Dr. Chhabra was Chief Investment Officer and head of investment management and guidance at Merrill Lynch Wealth Management from 2013-2015. He was the Chief Investment Officer at the Institute for Advanced Study from 2007-2013 and Managing Director and head of wealth management strategies and analytics for Merrill Lynch’s Global Private Client Group from 2001-2007. Prior to that, he was head of quantitative research at J.P. Morgan Private Bank. 

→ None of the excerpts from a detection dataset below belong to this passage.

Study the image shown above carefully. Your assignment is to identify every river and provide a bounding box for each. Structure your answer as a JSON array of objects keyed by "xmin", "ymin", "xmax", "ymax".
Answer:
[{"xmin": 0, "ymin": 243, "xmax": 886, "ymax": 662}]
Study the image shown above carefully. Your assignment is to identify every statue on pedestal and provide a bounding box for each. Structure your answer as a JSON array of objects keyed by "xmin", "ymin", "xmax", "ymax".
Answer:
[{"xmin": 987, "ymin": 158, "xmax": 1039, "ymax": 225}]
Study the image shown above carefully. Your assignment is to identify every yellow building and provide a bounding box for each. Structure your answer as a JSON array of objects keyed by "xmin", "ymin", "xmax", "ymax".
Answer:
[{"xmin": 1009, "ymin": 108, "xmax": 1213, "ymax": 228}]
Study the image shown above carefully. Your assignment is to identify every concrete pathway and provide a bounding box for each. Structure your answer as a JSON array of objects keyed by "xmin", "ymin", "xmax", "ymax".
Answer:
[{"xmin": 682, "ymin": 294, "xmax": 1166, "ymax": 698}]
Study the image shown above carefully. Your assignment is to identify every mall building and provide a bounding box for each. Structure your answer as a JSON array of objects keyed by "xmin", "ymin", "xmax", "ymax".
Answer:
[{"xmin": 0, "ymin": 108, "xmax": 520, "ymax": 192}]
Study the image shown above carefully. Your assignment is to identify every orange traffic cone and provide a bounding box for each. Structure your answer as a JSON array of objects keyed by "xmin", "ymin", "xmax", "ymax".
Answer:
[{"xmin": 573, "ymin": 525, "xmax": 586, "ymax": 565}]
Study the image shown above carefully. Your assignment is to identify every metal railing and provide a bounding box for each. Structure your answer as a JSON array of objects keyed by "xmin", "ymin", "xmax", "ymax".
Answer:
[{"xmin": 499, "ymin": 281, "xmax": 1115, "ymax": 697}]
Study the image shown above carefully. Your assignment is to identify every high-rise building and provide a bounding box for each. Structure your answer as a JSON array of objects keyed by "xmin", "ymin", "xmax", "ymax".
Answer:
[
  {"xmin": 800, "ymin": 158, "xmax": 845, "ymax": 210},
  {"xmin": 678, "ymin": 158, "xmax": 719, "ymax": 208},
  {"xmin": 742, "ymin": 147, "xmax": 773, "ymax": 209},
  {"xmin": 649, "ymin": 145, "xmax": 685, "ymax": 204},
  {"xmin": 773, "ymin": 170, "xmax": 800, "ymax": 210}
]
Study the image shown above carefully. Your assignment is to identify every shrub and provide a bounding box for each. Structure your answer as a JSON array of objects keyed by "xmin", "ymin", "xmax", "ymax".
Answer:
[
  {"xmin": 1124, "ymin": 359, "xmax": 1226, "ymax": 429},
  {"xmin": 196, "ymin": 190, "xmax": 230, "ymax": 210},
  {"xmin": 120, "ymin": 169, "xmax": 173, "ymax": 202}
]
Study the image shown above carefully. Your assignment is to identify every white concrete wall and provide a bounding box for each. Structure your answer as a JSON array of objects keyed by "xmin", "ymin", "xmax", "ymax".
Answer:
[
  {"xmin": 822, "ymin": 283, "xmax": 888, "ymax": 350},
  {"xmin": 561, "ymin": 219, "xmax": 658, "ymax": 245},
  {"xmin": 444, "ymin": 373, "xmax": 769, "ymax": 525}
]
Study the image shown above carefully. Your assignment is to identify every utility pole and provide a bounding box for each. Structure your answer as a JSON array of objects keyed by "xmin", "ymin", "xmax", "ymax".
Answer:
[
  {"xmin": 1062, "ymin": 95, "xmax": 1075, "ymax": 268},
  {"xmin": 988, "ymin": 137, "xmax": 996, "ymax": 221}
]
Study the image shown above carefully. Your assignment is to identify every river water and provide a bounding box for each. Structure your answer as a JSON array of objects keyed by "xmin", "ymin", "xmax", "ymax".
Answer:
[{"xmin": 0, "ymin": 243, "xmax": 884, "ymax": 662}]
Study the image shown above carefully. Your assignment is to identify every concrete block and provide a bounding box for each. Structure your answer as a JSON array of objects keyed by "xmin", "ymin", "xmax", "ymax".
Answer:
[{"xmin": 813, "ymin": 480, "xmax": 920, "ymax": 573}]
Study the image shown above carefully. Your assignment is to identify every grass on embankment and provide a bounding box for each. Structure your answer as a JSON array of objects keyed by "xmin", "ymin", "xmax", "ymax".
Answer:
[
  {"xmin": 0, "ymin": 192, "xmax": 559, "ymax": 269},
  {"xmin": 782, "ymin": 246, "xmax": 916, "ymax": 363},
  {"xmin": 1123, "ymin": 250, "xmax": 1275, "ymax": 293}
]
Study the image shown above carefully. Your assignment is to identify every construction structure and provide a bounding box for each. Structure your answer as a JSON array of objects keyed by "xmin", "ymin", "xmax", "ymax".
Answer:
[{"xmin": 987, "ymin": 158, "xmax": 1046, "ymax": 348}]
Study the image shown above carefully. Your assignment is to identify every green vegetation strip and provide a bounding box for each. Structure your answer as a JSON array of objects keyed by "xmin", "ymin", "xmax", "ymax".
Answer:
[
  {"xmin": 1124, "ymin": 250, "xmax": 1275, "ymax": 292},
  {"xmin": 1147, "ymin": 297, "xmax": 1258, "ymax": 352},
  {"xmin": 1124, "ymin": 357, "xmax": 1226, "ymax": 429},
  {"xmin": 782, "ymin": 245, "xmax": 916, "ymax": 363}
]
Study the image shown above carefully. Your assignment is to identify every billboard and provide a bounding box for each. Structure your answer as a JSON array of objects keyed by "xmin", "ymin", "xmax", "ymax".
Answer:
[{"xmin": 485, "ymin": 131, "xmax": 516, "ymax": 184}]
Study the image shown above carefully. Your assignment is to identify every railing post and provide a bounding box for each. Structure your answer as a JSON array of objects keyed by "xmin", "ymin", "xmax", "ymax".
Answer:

Ashvin is also the author of The Aspirational Investor, published by Harper Collins in 2015. He is widely recognized as one of the founders of goals based wealth management and for his seminal work “Beyond Markowitz” which integrates Modern Portfolio Theory with Behavioral Finance and proposes a novel Wealth Allocation framework. 

Dr. Chhabra is the immediate past chair of the Board of Regents for the Financial Analysts Seminar of CFA Institute. He is also member of the international advisory board of EDHEC-Risk Institute, the Board of Trustees of the Stony Brook Foundation, and the investment committee of the Institute for Advanced Study. Dr. Chhabra has lectured at Yale University, Carnegie Mellon University, Columbia Business School, Baruch College CUNY, and the University of Chicago. He holds a PhD in applied physics from Yale University in the field of non-linear dynamics (Chaos theory).